Em pânico, ele avançou na direção dela no instante em que ela também começou a cair. A pouca distância entre os dois permitiu que ele a alcançasse antes dela bater no chão. Ficou alguns segundos com o corpo feminino nos braços, e então se sentiu escorregar até ficar sentado, admirando-a.
Ela era perfeita. Seu corpo era leve e bem torneado, e exalava um perfume suave de alfazema. Ela tinha um rosto oval e delicado, um nariz pequeno e aquilino e lábios bem desenhados. Sua pele era pálida e macia, emoldurada por uma cascata de cabelos castanhos que lhe descia em ondas pelo colo e terminava em cachos na altura de sua cintura fina. Ele poderia confundi-la com um anjo, se ela ao menos desviasse o olhar.
Nesse momento, a verdade começou a penetrar cada vez mais fundo em seus ossos, comprimindo seu peito até o ponto em que doía olhar para ela. Mas ele se forçava a encará-la. O rosto sem expressão. A pele morbidamente pálida. Uma lágrima quase seca a meio caminho da face. Mas o que mais doía nela eram os olhos. Aqueles olhos grandes e amendoados, outrora tão brilhantes e cheios de vida, agora estavam vazios e fixos nele.
Ele sentia seu coração em pedaços. Já não lutava contra as lágrimas que escorriam com abundância, mas estas não eram suficientes para expressar a dor que lhe corrompia a alma. Tudo em volta parecia surreal demais sob a luz avermelhada do crepúsculo.
Estava acabado. Tantos sonhos, tantos planos, tudo destruído. Ali estava ela, em toda a sua beleza. Não mais aquela calidez de antes, mas uma beleza fria e insensível. A beleza intocável de um anjo adormecido. Ela agora estava livre, fora de seu alcance. E ele seria obrigado a se lembrar dela pelo resto de seus dias de solidão amargura. Lembrar dos olhares que nunca trocaram, dos lábios que ele nunca provou.
Não. Era cruel demais. Ele não podia deixa-la ir sem dizer o que viera dizer, ou fazer o que pretendia. Inclinando-se, sussurrou ao ouvido dela, para que somente a alma ouvisse:
"Você é a pessoa mais especial da minha vida. Desde o momento em que pus os olhos em você, eu sabia que ia te amar eternamente. E isso não mudou."

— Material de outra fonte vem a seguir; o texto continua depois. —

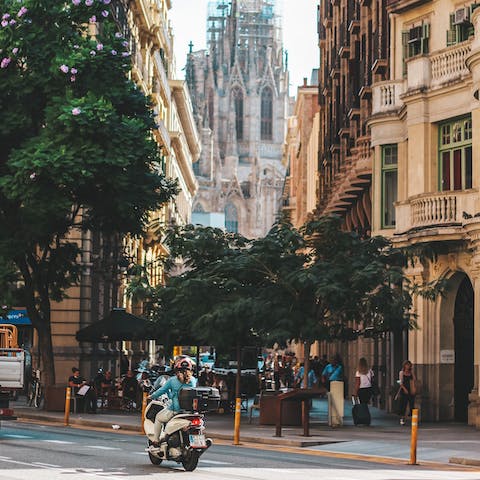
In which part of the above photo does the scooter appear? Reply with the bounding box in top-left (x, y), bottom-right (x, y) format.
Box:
top-left (143, 389), bottom-right (213, 472)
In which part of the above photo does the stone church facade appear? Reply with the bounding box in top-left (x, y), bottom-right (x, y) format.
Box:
top-left (186, 0), bottom-right (288, 238)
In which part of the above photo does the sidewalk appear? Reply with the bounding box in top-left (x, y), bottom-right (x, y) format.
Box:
top-left (11, 399), bottom-right (480, 467)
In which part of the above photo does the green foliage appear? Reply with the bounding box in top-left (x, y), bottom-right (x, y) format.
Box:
top-left (152, 217), bottom-right (446, 348)
top-left (0, 0), bottom-right (177, 382)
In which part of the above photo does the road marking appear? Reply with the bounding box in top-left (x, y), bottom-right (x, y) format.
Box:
top-left (200, 459), bottom-right (233, 465)
top-left (42, 440), bottom-right (73, 445)
top-left (32, 462), bottom-right (62, 468)
top-left (84, 445), bottom-right (121, 450)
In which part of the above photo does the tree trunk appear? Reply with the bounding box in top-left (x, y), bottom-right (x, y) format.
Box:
top-left (302, 340), bottom-right (312, 388)
top-left (233, 345), bottom-right (242, 445)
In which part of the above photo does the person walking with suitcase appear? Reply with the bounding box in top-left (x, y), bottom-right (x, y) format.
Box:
top-left (352, 357), bottom-right (374, 425)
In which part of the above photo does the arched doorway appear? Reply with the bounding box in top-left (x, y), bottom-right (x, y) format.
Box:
top-left (453, 277), bottom-right (474, 422)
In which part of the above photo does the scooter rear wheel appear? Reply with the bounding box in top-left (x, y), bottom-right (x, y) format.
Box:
top-left (182, 450), bottom-right (200, 472)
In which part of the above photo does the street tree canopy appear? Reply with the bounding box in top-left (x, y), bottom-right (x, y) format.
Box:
top-left (0, 0), bottom-right (176, 384)
top-left (149, 216), bottom-right (435, 390)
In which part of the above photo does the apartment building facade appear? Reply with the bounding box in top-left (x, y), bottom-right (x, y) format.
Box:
top-left (45, 0), bottom-right (200, 382)
top-left (369, 0), bottom-right (480, 427)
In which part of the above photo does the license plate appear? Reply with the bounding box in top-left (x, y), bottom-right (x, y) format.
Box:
top-left (189, 435), bottom-right (207, 448)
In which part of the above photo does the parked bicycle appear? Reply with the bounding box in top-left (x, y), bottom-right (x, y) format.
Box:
top-left (27, 370), bottom-right (44, 408)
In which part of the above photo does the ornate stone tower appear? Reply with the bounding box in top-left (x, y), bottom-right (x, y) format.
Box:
top-left (186, 0), bottom-right (288, 237)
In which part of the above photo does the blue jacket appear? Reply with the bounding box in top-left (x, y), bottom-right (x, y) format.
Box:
top-left (150, 376), bottom-right (197, 412)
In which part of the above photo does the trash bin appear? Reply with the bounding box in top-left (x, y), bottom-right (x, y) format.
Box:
top-left (258, 392), bottom-right (302, 426)
top-left (328, 381), bottom-right (345, 427)
top-left (45, 385), bottom-right (66, 412)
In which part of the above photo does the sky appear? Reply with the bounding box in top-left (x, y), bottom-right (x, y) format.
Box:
top-left (169, 0), bottom-right (319, 95)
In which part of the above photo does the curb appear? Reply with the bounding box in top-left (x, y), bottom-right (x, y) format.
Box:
top-left (448, 457), bottom-right (480, 467)
top-left (18, 412), bottom-right (341, 448)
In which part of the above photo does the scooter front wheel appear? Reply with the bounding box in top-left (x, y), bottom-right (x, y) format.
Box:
top-left (148, 441), bottom-right (163, 465)
top-left (182, 450), bottom-right (200, 472)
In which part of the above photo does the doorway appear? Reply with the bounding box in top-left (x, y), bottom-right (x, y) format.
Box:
top-left (453, 277), bottom-right (474, 422)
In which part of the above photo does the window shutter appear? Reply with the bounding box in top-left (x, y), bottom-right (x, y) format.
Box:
top-left (402, 30), bottom-right (409, 76)
top-left (447, 28), bottom-right (457, 47)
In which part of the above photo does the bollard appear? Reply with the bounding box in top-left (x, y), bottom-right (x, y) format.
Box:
top-left (233, 397), bottom-right (242, 445)
top-left (408, 408), bottom-right (418, 465)
top-left (142, 392), bottom-right (148, 434)
top-left (64, 387), bottom-right (72, 427)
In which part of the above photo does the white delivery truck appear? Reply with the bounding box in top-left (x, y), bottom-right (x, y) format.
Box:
top-left (0, 324), bottom-right (25, 421)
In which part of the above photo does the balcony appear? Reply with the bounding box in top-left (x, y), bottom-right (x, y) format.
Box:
top-left (430, 40), bottom-right (472, 88)
top-left (372, 80), bottom-right (405, 115)
top-left (396, 190), bottom-right (478, 240)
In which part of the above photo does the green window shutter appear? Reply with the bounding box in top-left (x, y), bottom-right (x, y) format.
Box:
top-left (402, 30), bottom-right (410, 76)
top-left (447, 28), bottom-right (457, 47)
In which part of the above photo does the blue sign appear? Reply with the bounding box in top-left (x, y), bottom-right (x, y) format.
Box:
top-left (0, 308), bottom-right (32, 325)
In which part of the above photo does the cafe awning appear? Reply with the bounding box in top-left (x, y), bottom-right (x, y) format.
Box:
top-left (75, 308), bottom-right (155, 343)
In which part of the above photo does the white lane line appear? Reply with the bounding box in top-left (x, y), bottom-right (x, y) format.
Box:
top-left (32, 462), bottom-right (62, 468)
top-left (200, 459), bottom-right (233, 465)
top-left (42, 440), bottom-right (73, 445)
top-left (84, 445), bottom-right (121, 450)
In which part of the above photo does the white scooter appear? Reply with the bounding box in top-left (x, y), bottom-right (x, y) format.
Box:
top-left (143, 388), bottom-right (219, 472)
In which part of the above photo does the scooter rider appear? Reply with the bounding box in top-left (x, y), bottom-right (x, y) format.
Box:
top-left (148, 357), bottom-right (197, 447)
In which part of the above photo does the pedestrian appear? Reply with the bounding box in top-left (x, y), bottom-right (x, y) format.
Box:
top-left (395, 360), bottom-right (417, 425)
top-left (322, 353), bottom-right (343, 391)
top-left (353, 357), bottom-right (374, 404)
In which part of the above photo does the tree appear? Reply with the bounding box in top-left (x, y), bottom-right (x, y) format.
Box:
top-left (0, 0), bottom-right (176, 384)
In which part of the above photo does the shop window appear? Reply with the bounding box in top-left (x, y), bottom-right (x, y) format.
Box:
top-left (381, 144), bottom-right (398, 228)
top-left (439, 117), bottom-right (472, 191)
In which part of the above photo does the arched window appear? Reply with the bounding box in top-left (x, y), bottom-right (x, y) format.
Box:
top-left (260, 87), bottom-right (273, 140)
top-left (208, 89), bottom-right (215, 130)
top-left (225, 203), bottom-right (238, 233)
top-left (232, 87), bottom-right (243, 140)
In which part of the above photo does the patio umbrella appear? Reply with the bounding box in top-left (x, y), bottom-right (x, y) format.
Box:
top-left (75, 308), bottom-right (156, 343)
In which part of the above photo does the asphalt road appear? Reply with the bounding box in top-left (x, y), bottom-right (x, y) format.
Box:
top-left (0, 422), bottom-right (480, 480)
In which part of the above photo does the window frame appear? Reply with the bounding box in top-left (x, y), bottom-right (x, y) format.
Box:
top-left (437, 115), bottom-right (473, 192)
top-left (380, 143), bottom-right (398, 229)
top-left (260, 87), bottom-right (273, 141)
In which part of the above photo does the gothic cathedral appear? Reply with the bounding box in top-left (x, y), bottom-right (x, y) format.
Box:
top-left (186, 0), bottom-right (289, 238)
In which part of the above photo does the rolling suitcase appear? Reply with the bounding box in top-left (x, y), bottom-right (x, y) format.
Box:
top-left (352, 397), bottom-right (372, 425)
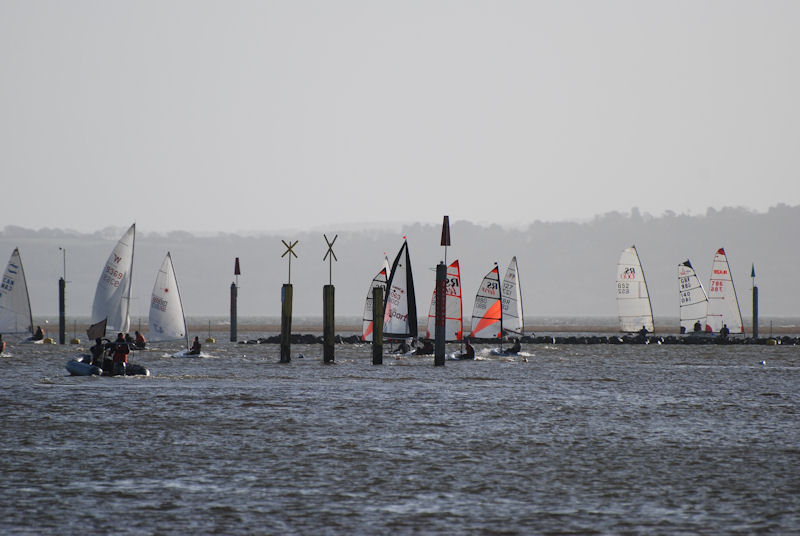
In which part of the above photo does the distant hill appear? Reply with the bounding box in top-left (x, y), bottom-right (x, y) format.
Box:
top-left (0, 205), bottom-right (800, 324)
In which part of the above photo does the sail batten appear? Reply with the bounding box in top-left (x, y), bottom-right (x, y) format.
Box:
top-left (0, 248), bottom-right (33, 334)
top-left (425, 260), bottom-right (464, 342)
top-left (617, 246), bottom-right (655, 333)
top-left (707, 248), bottom-right (744, 333)
top-left (92, 223), bottom-right (136, 332)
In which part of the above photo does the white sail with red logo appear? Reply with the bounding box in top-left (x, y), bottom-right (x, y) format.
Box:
top-left (502, 257), bottom-right (525, 336)
top-left (383, 241), bottom-right (418, 340)
top-left (470, 264), bottom-right (503, 339)
top-left (706, 248), bottom-right (744, 333)
top-left (91, 223), bottom-right (136, 333)
top-left (149, 252), bottom-right (189, 347)
top-left (678, 259), bottom-right (708, 333)
top-left (425, 260), bottom-right (464, 342)
top-left (617, 246), bottom-right (655, 333)
top-left (361, 257), bottom-right (389, 341)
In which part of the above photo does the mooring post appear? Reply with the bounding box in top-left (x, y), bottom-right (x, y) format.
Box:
top-left (372, 287), bottom-right (383, 365)
top-left (433, 262), bottom-right (447, 367)
top-left (231, 283), bottom-right (239, 342)
top-left (58, 277), bottom-right (67, 344)
top-left (322, 285), bottom-right (335, 363)
top-left (281, 284), bottom-right (292, 363)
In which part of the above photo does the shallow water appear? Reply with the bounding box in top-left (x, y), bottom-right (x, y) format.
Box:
top-left (0, 336), bottom-right (800, 534)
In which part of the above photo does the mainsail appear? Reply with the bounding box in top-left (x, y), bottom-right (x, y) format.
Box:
top-left (91, 223), bottom-right (136, 332)
top-left (617, 246), bottom-right (655, 333)
top-left (361, 257), bottom-right (389, 341)
top-left (149, 252), bottom-right (189, 347)
top-left (470, 265), bottom-right (503, 339)
top-left (707, 248), bottom-right (744, 333)
top-left (383, 241), bottom-right (417, 339)
top-left (425, 260), bottom-right (464, 342)
top-left (502, 257), bottom-right (525, 336)
top-left (0, 248), bottom-right (33, 334)
top-left (678, 259), bottom-right (708, 333)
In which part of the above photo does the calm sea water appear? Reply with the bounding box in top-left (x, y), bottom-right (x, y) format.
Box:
top-left (0, 334), bottom-right (800, 535)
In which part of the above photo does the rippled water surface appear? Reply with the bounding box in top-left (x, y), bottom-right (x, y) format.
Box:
top-left (0, 343), bottom-right (800, 534)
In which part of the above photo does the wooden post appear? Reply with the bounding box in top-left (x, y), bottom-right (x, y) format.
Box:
top-left (281, 284), bottom-right (292, 363)
top-left (58, 277), bottom-right (67, 344)
top-left (322, 285), bottom-right (335, 363)
top-left (231, 283), bottom-right (239, 342)
top-left (372, 287), bottom-right (383, 365)
top-left (433, 262), bottom-right (447, 367)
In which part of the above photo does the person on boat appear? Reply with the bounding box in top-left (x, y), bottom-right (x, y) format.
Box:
top-left (133, 331), bottom-right (147, 350)
top-left (189, 337), bottom-right (200, 355)
top-left (415, 340), bottom-right (434, 355)
top-left (89, 337), bottom-right (106, 368)
top-left (503, 337), bottom-right (522, 354)
top-left (719, 324), bottom-right (731, 339)
top-left (456, 337), bottom-right (475, 359)
top-left (111, 333), bottom-right (131, 376)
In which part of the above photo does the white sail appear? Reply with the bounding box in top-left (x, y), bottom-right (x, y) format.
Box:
top-left (425, 260), bottom-right (464, 342)
top-left (678, 259), bottom-right (708, 333)
top-left (383, 241), bottom-right (417, 339)
top-left (0, 248), bottom-right (33, 334)
top-left (361, 257), bottom-right (389, 341)
top-left (91, 223), bottom-right (136, 332)
top-left (617, 246), bottom-right (655, 333)
top-left (503, 257), bottom-right (525, 336)
top-left (707, 248), bottom-right (744, 333)
top-left (145, 252), bottom-right (189, 346)
top-left (470, 266), bottom-right (503, 339)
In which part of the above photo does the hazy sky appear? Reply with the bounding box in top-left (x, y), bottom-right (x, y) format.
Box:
top-left (0, 0), bottom-right (800, 231)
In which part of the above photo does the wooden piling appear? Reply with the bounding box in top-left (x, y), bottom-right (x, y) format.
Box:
top-left (372, 287), bottom-right (383, 365)
top-left (281, 284), bottom-right (292, 363)
top-left (433, 262), bottom-right (447, 367)
top-left (322, 285), bottom-right (335, 363)
top-left (58, 277), bottom-right (67, 344)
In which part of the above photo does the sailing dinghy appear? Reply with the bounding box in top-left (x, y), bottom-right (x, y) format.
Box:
top-left (0, 248), bottom-right (33, 337)
top-left (678, 259), bottom-right (708, 334)
top-left (383, 240), bottom-right (417, 350)
top-left (617, 246), bottom-right (655, 333)
top-left (361, 257), bottom-right (389, 342)
top-left (425, 260), bottom-right (464, 342)
top-left (707, 248), bottom-right (744, 334)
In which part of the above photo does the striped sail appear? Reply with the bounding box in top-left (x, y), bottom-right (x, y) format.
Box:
top-left (361, 257), bottom-right (389, 341)
top-left (678, 259), bottom-right (708, 333)
top-left (470, 265), bottom-right (503, 339)
top-left (383, 241), bottom-right (417, 339)
top-left (0, 248), bottom-right (33, 335)
top-left (617, 246), bottom-right (655, 333)
top-left (149, 252), bottom-right (189, 347)
top-left (503, 257), bottom-right (525, 336)
top-left (91, 223), bottom-right (136, 332)
top-left (707, 248), bottom-right (744, 333)
top-left (425, 260), bottom-right (464, 342)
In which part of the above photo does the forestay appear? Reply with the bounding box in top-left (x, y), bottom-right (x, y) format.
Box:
top-left (149, 252), bottom-right (189, 346)
top-left (425, 260), bottom-right (464, 342)
top-left (617, 246), bottom-right (655, 333)
top-left (0, 248), bottom-right (33, 334)
top-left (383, 241), bottom-right (417, 339)
top-left (91, 223), bottom-right (136, 332)
top-left (470, 265), bottom-right (503, 339)
top-left (502, 257), bottom-right (525, 336)
top-left (361, 257), bottom-right (389, 341)
top-left (707, 248), bottom-right (744, 333)
top-left (678, 259), bottom-right (708, 333)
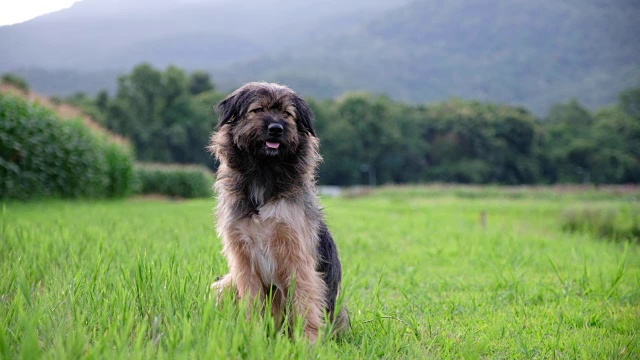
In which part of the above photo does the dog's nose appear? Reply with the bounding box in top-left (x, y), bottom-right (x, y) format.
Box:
top-left (267, 123), bottom-right (284, 136)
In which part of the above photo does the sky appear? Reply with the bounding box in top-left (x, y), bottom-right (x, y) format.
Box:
top-left (0, 0), bottom-right (78, 26)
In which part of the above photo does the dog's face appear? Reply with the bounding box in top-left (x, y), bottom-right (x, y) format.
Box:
top-left (213, 83), bottom-right (315, 159)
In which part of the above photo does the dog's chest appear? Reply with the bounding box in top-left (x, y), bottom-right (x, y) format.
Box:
top-left (238, 200), bottom-right (305, 285)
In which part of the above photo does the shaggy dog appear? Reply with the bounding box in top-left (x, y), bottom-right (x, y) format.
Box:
top-left (211, 83), bottom-right (349, 342)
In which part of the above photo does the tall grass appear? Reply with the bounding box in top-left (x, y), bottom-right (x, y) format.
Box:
top-left (135, 163), bottom-right (214, 199)
top-left (0, 189), bottom-right (640, 359)
top-left (561, 206), bottom-right (640, 242)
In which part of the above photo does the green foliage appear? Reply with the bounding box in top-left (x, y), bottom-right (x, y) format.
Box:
top-left (189, 71), bottom-right (214, 95)
top-left (0, 73), bottom-right (29, 94)
top-left (561, 207), bottom-right (640, 242)
top-left (0, 94), bottom-right (133, 199)
top-left (60, 64), bottom-right (640, 186)
top-left (135, 163), bottom-right (213, 198)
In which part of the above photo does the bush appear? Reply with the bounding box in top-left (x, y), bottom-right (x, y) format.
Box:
top-left (562, 208), bottom-right (640, 241)
top-left (135, 163), bottom-right (213, 198)
top-left (0, 73), bottom-right (29, 94)
top-left (0, 94), bottom-right (133, 199)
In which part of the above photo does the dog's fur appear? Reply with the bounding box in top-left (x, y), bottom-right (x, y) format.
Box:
top-left (211, 83), bottom-right (348, 341)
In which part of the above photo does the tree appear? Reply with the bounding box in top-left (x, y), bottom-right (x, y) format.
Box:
top-left (0, 73), bottom-right (29, 94)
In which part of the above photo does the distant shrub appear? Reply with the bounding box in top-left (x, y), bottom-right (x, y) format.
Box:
top-left (0, 73), bottom-right (29, 94)
top-left (561, 208), bottom-right (640, 241)
top-left (0, 94), bottom-right (133, 199)
top-left (135, 163), bottom-right (213, 198)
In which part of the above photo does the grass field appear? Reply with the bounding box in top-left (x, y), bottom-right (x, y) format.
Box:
top-left (0, 188), bottom-right (640, 359)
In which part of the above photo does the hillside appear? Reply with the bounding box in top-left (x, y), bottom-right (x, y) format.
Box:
top-left (0, 0), bottom-right (640, 114)
top-left (0, 0), bottom-right (406, 72)
top-left (217, 0), bottom-right (640, 113)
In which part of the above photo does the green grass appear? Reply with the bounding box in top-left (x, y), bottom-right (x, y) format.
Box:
top-left (0, 188), bottom-right (640, 359)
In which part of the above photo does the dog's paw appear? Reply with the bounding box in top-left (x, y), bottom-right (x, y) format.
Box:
top-left (209, 274), bottom-right (231, 306)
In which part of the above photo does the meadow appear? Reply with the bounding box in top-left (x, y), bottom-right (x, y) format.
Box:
top-left (0, 188), bottom-right (640, 359)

Num impulso, colou seus lábios aos dela, num primeiro e último beijo de despedida. Então, se afastando, olhou uma última vez naqueles olhos sem vida e os fechou para sempre. Desesperado, apertou o corpo dela contra o seu, sentindo-o gelado. Ela estava morta.
De repente, ele ouviu os passos apressados de alguém entrando na clareira. Era um segundo comensal. Antes que pudesse ter qualquer reação, o vulto juntou a varinha da jovem, que ainda estava no chão.
"Levante-se" ordenou o encapuzado, ameaçando-o com a varinha.
Ainda segurando-a, ele apenas olhou para o vulto, percebendo a ironia do destino: o Avada Kedavra que devia matá-lo atingiu-a em seu lugar, mas ele morreria por um feitiço saído da varinha dela. Seria assim, ligados até o último suspiro. E, por algum motivo, ele sentia-se estranhamente confortado.
Não ousou dizer nada. A última coisa que viu antes do raio verde atingi-lo foi a varinha de Harry entrando na clareira e estuporando o comensal. Então desabou sem vida ao lado dela, as mãos entrelaçadas e os corpos colados.
Os olhos verdes do menino-que-sobreviveu jamais estariam preparados para o que encontrou na orla da floresta, naquele pôr-do-sol. Mas assim que derrubou o último comensal, estendeu a vista e quase tombou também. Mais á frente, seus dois melhores jaziam caídos, juntos, abraçados. Ronald Weasley e Hermione Granger, ambos aurores, Ordem de Merlin, 1ª classe, estavam mortos.
Nesse instante, o sol lançou seu último raio e escondeu-se no horizonte.